Taxes in TEA and TDA

Janet Lowell is a financial advisor meeting with a new client, Jim Harris. Harris is
subject to the following tax rates: interest (25%), dividends (15%), short-term gains
(25%), and long-term gains (20%). Short-term capital gains include realized capital
gains on investments held for less than one year. Harris’s objective is to minimize
taxes payable whenever possible.
Harris has $700,000 of cash that he recently inherited. Based on her recommended
asset allocation with annual rebalancing, Lowell estimates that Harris could earn an
average annual pre-tax return of 8% if the portfolio is invested in a balanced mix of
stocks and bonds. Harris has an investment horizon of 20 years.
Lowell also addresses the tax implications of asset allocation. Because Harris has
never contributed to a tax-deferred account (TDA), the tax laws in his jurisdiction
permit him to contribute up to $450,000 of funds into a TDA immediately in the
current year. An immediate tax deduction would be provided to Harris for the
contribution to the TDA and he will reinvest the entire tax refund from his tax
deduction in the TDA. Therefore, Harris is considering investing half of his $700,000 in
a TDA and the other half in a taxable account. The relevant tax rates for both accounts
are assumed to be 20%.
In the following year, Harris earns $120,000 of pre-tax employment income and is
subject to a flat income tax rate of 20%. He is permitted by the tax laws to set aside
one-third of the pre-tax income to invest in either a TDA or a tax-exempt account
(TEA). Both accounts are estimated to have an average annual pre-tax return of 8%
Assuming that Harris sets aside one-third of his pre-tax employment income in the
following year, he should most likely contribute his funds to:
A) the tax-deferred account (TDA).
B) the tax-exempt account (TEA).
C) either the TDA or the TEA.

Can someone please example how the following calculation for the TDA was done?
For example, taking into account the immediate tax deduction for the TDA, we can calculate the value of the contribution at the end of 20 years for the TDA as:
TDA: [$40,000 × (1 – 0.20) + ($40,000 × 0.20)] × [(1.08)20(1 – 0.20)] = $149,151

I thought that for TDA we apply FV = (1 + R)^n x (1 − t), and I anyway do not understand how they computed the tax deduction before this term? Thanks!

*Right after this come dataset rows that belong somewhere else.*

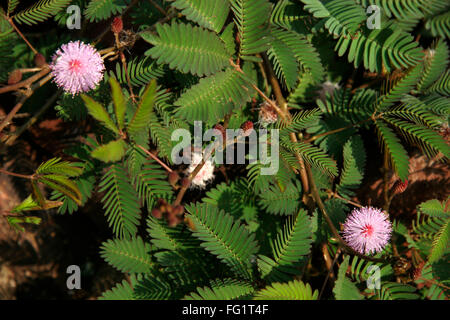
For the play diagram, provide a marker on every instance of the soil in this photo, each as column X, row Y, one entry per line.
column 33, row 263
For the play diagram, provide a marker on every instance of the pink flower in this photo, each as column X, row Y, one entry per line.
column 77, row 67
column 367, row 230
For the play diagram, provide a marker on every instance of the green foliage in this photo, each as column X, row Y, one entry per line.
column 293, row 290
column 227, row 289
column 226, row 89
column 282, row 202
column 151, row 184
column 140, row 71
column 141, row 118
column 292, row 242
column 344, row 289
column 40, row 11
column 98, row 10
column 396, row 291
column 210, row 14
column 187, row 48
column 434, row 226
column 290, row 51
column 353, row 167
column 98, row 112
column 128, row 255
column 439, row 25
column 224, row 237
column 245, row 234
column 120, row 202
column 386, row 47
column 252, row 19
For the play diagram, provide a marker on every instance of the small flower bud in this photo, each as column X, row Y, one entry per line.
column 117, row 25
column 222, row 130
column 247, row 128
column 173, row 178
column 417, row 272
column 400, row 186
column 178, row 210
column 39, row 60
column 173, row 221
column 185, row 183
column 157, row 213
column 267, row 114
column 15, row 76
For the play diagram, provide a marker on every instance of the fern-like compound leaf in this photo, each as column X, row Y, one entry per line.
column 292, row 290
column 188, row 49
column 128, row 255
column 252, row 20
column 344, row 289
column 213, row 97
column 223, row 237
column 227, row 289
column 120, row 202
column 210, row 14
column 98, row 10
column 354, row 165
column 292, row 243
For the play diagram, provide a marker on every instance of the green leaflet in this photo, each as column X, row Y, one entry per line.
column 111, row 152
column 210, row 14
column 223, row 237
column 292, row 290
column 99, row 113
column 40, row 11
column 398, row 155
column 128, row 255
column 98, row 10
column 119, row 102
column 252, row 20
column 143, row 112
column 344, row 289
column 227, row 90
column 227, row 289
column 354, row 164
column 187, row 48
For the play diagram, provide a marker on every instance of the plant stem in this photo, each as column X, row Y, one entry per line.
column 33, row 119
column 337, row 196
column 155, row 158
column 324, row 134
column 330, row 266
column 27, row 82
column 159, row 8
column 9, row 19
column 29, row 177
column 26, row 95
column 318, row 201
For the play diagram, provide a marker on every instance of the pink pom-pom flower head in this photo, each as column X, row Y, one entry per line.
column 77, row 67
column 367, row 230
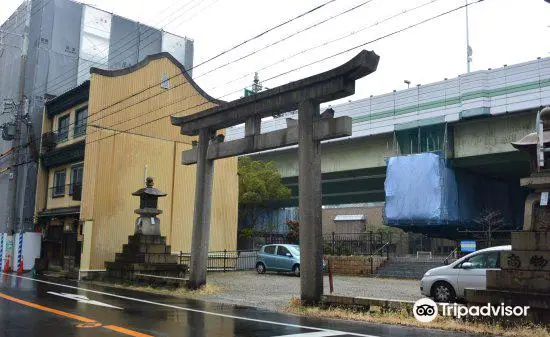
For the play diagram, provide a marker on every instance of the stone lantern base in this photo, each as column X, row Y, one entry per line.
column 147, row 258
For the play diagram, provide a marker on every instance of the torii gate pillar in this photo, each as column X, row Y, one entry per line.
column 310, row 202
column 305, row 95
column 201, row 217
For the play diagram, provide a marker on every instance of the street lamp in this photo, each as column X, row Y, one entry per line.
column 468, row 47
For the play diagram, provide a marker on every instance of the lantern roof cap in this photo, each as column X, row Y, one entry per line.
column 149, row 189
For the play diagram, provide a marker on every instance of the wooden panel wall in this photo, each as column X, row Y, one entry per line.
column 115, row 162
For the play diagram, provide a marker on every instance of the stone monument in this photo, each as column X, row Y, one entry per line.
column 524, row 277
column 146, row 257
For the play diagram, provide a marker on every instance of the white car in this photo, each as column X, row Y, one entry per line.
column 447, row 283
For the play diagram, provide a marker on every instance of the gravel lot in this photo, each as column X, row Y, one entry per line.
column 274, row 291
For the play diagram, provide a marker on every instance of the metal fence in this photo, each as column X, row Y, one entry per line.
column 366, row 243
column 226, row 260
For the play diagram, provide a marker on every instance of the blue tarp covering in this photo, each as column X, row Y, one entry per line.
column 422, row 191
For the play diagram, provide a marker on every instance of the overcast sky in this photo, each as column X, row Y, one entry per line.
column 501, row 32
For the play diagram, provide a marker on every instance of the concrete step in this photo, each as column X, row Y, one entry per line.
column 143, row 248
column 402, row 269
column 146, row 239
column 146, row 258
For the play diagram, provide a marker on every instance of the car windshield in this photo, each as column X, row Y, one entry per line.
column 295, row 250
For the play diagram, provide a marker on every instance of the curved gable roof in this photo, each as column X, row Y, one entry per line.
column 145, row 62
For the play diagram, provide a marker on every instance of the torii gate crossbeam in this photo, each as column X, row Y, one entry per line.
column 306, row 95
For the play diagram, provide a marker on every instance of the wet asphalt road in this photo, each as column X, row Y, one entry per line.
column 47, row 307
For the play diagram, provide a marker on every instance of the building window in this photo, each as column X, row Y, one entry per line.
column 75, row 188
column 63, row 129
column 59, row 183
column 81, row 118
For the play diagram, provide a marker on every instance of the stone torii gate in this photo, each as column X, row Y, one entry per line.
column 312, row 127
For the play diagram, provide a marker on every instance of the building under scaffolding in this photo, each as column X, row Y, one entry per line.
column 65, row 39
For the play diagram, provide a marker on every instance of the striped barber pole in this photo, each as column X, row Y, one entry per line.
column 20, row 250
column 2, row 250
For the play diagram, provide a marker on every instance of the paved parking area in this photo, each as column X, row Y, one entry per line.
column 273, row 291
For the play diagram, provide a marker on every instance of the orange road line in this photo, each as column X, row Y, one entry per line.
column 126, row 331
column 75, row 317
column 54, row 311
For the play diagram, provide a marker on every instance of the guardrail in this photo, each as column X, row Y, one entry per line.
column 226, row 260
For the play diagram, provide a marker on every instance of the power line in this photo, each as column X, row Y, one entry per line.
column 139, row 134
column 320, row 60
column 114, row 112
column 289, row 36
column 254, row 52
column 387, row 19
column 220, row 54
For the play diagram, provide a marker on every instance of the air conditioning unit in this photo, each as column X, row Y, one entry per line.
column 9, row 131
column 49, row 141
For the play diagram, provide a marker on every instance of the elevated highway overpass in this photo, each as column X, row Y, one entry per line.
column 471, row 119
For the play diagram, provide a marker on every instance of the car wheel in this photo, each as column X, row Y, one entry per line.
column 260, row 268
column 296, row 270
column 443, row 292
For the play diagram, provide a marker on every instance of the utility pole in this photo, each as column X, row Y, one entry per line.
column 469, row 50
column 16, row 143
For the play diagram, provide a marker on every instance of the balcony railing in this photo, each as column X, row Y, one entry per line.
column 74, row 190
column 49, row 141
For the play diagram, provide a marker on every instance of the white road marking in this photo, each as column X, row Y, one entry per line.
column 83, row 299
column 189, row 309
column 314, row 334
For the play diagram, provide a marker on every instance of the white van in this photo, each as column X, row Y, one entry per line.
column 447, row 283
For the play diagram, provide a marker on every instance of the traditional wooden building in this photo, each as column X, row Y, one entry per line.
column 99, row 142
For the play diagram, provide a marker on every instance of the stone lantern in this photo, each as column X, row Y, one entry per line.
column 146, row 257
column 147, row 223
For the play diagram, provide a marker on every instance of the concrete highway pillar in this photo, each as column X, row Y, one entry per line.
column 201, row 217
column 310, row 202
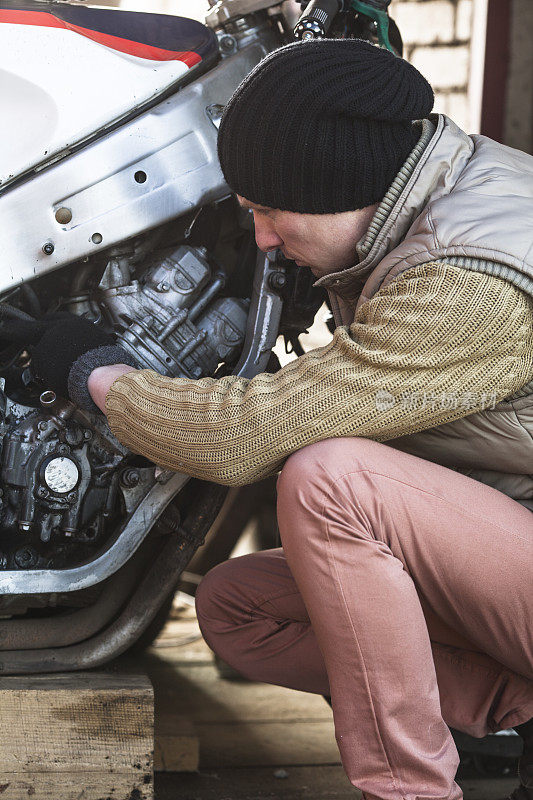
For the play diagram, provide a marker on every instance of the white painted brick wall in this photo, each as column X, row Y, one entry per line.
column 444, row 67
column 436, row 35
column 463, row 20
column 430, row 22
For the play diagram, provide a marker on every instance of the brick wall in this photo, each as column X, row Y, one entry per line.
column 436, row 35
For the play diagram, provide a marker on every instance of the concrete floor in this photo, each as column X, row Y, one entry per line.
column 256, row 741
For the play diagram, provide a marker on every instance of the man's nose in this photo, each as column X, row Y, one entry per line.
column 265, row 234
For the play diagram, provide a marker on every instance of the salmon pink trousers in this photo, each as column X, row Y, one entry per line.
column 404, row 590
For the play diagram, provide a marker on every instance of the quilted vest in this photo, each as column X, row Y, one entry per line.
column 469, row 201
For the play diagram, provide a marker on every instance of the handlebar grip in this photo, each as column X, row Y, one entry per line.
column 316, row 19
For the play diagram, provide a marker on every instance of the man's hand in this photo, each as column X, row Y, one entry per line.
column 100, row 381
column 65, row 349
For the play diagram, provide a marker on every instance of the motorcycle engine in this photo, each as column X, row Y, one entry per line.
column 65, row 481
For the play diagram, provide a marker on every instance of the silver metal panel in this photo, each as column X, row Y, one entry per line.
column 174, row 144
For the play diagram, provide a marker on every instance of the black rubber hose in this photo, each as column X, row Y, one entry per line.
column 156, row 585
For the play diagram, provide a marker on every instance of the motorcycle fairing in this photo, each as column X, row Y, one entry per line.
column 68, row 72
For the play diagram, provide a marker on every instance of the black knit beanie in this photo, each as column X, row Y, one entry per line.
column 322, row 126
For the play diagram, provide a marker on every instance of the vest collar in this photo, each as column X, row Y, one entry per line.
column 431, row 169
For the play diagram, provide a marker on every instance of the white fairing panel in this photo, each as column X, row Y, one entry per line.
column 58, row 87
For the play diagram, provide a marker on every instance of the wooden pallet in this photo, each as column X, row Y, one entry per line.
column 79, row 736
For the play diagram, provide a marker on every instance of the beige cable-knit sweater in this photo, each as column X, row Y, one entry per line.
column 463, row 338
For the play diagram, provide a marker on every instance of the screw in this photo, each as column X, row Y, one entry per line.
column 26, row 557
column 227, row 44
column 277, row 281
column 130, row 478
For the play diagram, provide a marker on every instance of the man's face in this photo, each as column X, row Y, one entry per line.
column 323, row 242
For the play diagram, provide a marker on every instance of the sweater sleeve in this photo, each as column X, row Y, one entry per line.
column 438, row 332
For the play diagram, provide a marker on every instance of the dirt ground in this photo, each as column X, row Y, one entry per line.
column 255, row 741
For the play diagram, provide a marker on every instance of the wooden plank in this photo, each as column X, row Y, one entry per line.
column 79, row 736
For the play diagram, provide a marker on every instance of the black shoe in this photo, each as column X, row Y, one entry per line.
column 525, row 764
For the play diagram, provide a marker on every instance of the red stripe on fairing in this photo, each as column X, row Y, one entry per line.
column 46, row 20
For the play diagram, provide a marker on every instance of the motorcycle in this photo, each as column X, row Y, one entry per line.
column 113, row 207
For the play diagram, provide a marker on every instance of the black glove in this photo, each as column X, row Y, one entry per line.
column 64, row 350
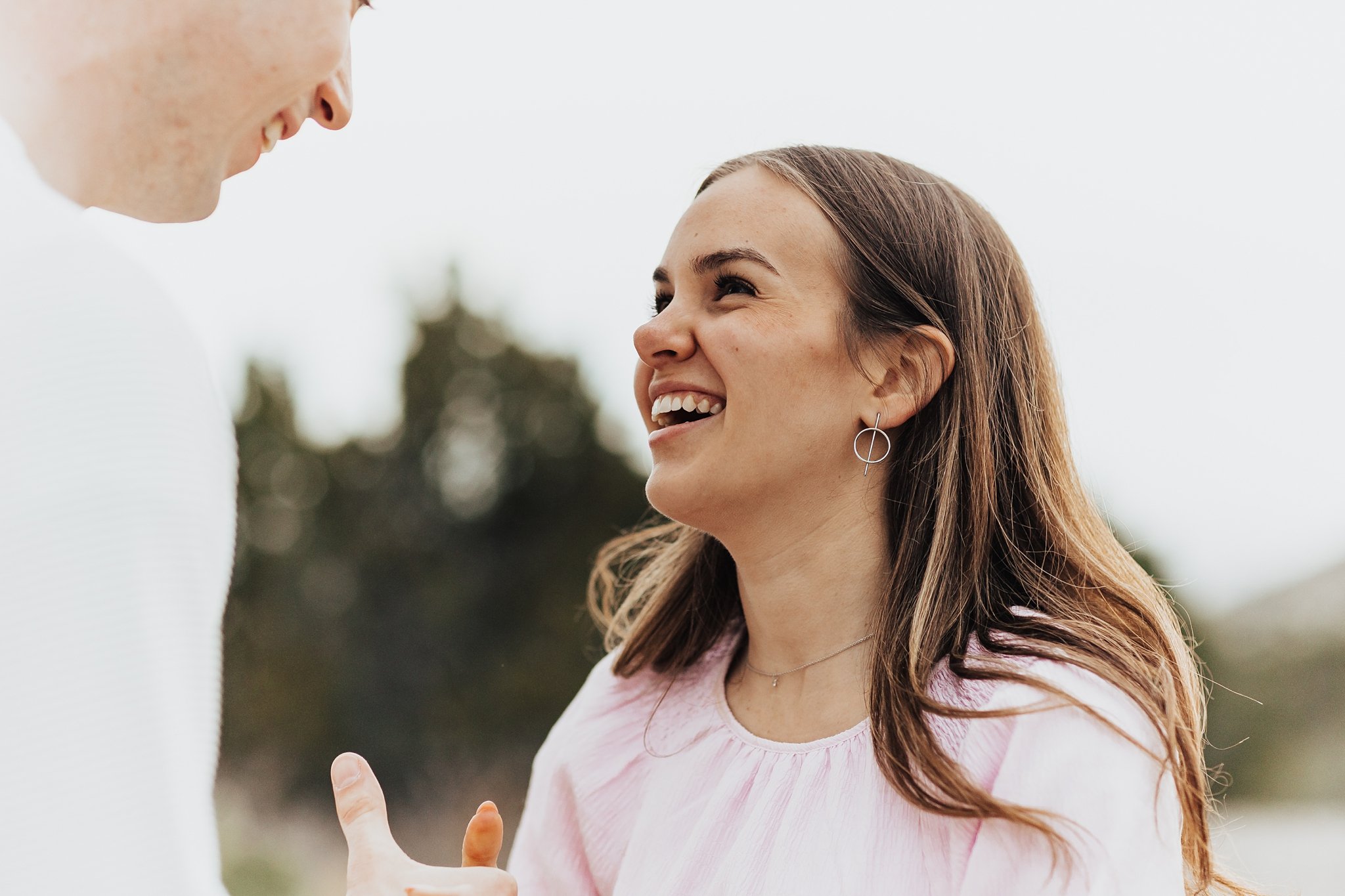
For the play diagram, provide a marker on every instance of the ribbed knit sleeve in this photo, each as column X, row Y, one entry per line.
column 118, row 471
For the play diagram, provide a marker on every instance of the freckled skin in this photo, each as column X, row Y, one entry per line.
column 794, row 399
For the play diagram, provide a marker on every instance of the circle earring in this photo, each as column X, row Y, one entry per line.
column 873, row 440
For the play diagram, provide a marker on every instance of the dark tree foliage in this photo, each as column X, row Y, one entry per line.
column 418, row 599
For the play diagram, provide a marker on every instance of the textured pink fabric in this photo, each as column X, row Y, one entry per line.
column 638, row 797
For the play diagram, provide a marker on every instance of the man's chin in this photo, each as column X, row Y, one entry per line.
column 169, row 209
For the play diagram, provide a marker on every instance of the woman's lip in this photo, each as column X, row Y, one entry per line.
column 669, row 431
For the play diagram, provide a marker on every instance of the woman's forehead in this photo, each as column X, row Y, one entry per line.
column 758, row 210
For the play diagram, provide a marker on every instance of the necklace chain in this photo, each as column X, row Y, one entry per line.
column 775, row 676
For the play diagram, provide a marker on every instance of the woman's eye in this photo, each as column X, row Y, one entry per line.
column 735, row 285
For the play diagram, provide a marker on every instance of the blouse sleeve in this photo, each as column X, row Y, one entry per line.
column 1115, row 805
column 549, row 856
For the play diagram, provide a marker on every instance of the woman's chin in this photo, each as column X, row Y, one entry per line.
column 680, row 499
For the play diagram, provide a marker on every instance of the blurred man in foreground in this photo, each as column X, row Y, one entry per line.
column 118, row 458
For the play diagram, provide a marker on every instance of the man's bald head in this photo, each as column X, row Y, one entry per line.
column 146, row 106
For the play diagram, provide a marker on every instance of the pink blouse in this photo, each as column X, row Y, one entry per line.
column 632, row 797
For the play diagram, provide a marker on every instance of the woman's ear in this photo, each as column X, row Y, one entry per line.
column 912, row 368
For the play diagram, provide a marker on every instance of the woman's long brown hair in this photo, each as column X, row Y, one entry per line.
column 985, row 511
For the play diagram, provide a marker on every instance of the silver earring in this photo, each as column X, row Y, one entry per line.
column 873, row 441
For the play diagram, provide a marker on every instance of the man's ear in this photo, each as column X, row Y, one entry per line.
column 911, row 370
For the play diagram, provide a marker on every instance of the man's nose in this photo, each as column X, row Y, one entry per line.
column 334, row 100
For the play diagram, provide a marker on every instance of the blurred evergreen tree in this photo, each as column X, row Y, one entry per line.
column 418, row 599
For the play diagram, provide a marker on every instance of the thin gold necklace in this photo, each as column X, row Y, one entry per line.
column 775, row 676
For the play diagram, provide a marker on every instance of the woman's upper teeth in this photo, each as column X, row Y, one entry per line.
column 272, row 132
column 686, row 402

It seems like they wrote it out in a very weird way. If we use your formula FV = (1 + R)^n x (1 − t) you get to $149,151 as well.

It looks like they are showing you the $40,000 after tax + the savings on tax = the pre-tax amount ($40,000), then compound at 8% for 20 years, then tax affect at the end.

If you look in the square brackets [ ] you get to $40,000.